Complicated Context (Known Unknowns) -

In this knowable domain, a good product manager would need to deep dive into the issue. You would have to take the Sense –> Analyse –> Respond route. The approach is to sense and assess the situation. Analyse the issue with the help of tools and experts. Lastly, respond appropriately.

Sit with your engineering partners and understand what has changed. If any releases were live recently. Check with other PM teams. Maybe another team is running an A/B test. Usually there are great monitoring tools such as Icinga, Crashlytics, etc that help you understand what went wrong.

Chances are you will be able to figure out if any releases or A/B tests might have impacted the product. An example could be, a new feature was released but it might not be correctly tested for one particular type of device/OS. For complex context, multiple correct solutions usually exist, and you can choose based on your product.

Complex Context (Unknown Unknowns) -

If you were not able to identify the issue in any of the above approaches, you have entered the Complex Zone. You would have to take the Probe –> Sense –> Respond route. You were not able to identify any potential cause-and-effect relationship. So instead of enforcing an action plan, be a little patient and try to understand the issue. Sometimes, you can also experience changing outcomes as well. So sit with your team and do some out of box thinking.

This context is often unpredictable, now you would have to look deeply both inside and outside. Maybe competitors are doing something that is taking the attention away from your product. Also, check with Public Relations and Marketing Team if we have made any announcements that might have impacted the users.

Now is the time you enter into funnel analysis. Based on your product type define your funnels. Which step in your product funnel is leaking and causing the drop. Here are few examples of funnels -

Payment Funnels
Payment Button → Enter details → Success page
Onboarding Funnels
Home → Social Login Option/Login Form → Submit
Subscription Funnels
Homepage → Pricing Page → Select and Proceed / Summary Page → Purchase
Growth Funnels
Homepage → Free Trial Sign-up → Social Login Option/Login Form → Submit
Shopping Funnel
Home -> Category Page -> Product Details -> Add to Cart -> Purchase

Check your channels, time zones, demographics. Also, check if any specific user segment was impacted.

If you are still not able to figure out the exact issue, you are entering the chaotic and disorder zones. These zones are unclear and you may not have enough information to answer the questions.

Chaotic and Disorder Contexts (Unknowables) -

Now, this is a very risky and incoherent zone, most of the time you would have to take a call and roll back the changes. Based on the damage done, you might have to apologise and provide incentives to your loyal users. This could have happened because of a bug or a malicious cyberattack. There are no constraints in this zone.
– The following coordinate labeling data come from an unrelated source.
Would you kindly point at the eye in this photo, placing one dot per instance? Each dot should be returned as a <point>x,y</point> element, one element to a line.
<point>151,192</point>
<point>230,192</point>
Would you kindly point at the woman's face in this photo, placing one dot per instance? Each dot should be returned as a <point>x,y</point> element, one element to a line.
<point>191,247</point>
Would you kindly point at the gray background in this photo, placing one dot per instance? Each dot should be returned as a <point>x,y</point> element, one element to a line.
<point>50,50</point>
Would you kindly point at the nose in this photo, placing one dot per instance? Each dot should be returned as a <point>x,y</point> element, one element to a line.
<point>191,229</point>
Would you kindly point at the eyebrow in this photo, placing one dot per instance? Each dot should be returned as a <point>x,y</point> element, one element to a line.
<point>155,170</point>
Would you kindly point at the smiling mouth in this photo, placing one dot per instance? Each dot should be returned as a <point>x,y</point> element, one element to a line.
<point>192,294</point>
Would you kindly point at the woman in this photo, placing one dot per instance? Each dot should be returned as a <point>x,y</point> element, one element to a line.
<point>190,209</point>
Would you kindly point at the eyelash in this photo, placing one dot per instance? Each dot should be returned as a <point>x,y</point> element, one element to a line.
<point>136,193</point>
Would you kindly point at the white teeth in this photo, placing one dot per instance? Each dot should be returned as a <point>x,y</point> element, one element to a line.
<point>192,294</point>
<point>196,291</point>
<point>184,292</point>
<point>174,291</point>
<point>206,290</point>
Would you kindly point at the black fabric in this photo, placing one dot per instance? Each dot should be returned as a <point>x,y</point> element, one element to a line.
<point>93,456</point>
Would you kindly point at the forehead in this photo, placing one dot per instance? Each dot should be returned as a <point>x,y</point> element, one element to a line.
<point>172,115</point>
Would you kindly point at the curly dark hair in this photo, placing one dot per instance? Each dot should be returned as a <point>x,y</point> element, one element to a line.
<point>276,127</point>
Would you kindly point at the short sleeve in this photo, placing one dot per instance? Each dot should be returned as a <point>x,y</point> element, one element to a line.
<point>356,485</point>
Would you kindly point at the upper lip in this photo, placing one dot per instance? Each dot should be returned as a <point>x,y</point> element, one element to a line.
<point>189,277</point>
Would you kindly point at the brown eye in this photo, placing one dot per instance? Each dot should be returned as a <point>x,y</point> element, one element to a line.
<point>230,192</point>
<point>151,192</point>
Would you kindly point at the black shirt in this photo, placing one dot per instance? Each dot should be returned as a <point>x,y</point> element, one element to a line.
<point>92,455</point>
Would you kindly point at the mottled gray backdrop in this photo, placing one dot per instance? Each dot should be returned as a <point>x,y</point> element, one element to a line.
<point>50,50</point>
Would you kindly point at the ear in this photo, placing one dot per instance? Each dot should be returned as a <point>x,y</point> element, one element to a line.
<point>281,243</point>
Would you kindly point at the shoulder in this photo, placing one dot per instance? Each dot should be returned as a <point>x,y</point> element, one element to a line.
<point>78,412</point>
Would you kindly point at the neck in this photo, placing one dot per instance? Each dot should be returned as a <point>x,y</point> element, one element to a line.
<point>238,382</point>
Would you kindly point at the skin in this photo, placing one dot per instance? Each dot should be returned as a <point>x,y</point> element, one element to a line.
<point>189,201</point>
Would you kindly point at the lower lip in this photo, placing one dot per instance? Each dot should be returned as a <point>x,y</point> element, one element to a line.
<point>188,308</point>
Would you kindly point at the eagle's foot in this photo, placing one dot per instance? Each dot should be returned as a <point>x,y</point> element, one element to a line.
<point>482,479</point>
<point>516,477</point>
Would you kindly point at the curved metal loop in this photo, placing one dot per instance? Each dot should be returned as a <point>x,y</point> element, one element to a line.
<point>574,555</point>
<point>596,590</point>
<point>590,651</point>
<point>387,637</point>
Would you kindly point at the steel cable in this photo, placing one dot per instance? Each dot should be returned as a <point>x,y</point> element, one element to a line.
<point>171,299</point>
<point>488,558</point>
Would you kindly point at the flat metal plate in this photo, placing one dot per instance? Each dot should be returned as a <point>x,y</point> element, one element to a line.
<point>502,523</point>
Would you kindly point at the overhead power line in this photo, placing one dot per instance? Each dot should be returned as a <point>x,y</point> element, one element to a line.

The best way to tackle these kinds of issues is to act → sense → respond. Act decisively and do damage control. Understand clearly which part of the product has the issue. Lastly, try to bring the issue to complex/complicated contexts by gathering more information.

Final Thoughts

There is no one correct way to diagnose an issue. With increased unpredictability, ever-changing customer needs, emerging new technologies, unreliable market forces, and various unknowns, every system is prone to failure.

It is always a good practice if you are looking at the data daily. You will be able to notice the gradual shifts, analyse trends and catch issues early on. Talk to your dev team and setup up automatic hourly/daily/weekly reports. You can also ensure the tracking of server logs. Always be in touch with the infra team to know any outages or downtimes beforehand. Lastly, depending upon the size of your organisation, you can add yourself in support DLs, you can always check if the volume has suddenly increased.

All we can do as a product manager is adapt quickly, find the issues, help the team recover swiftly.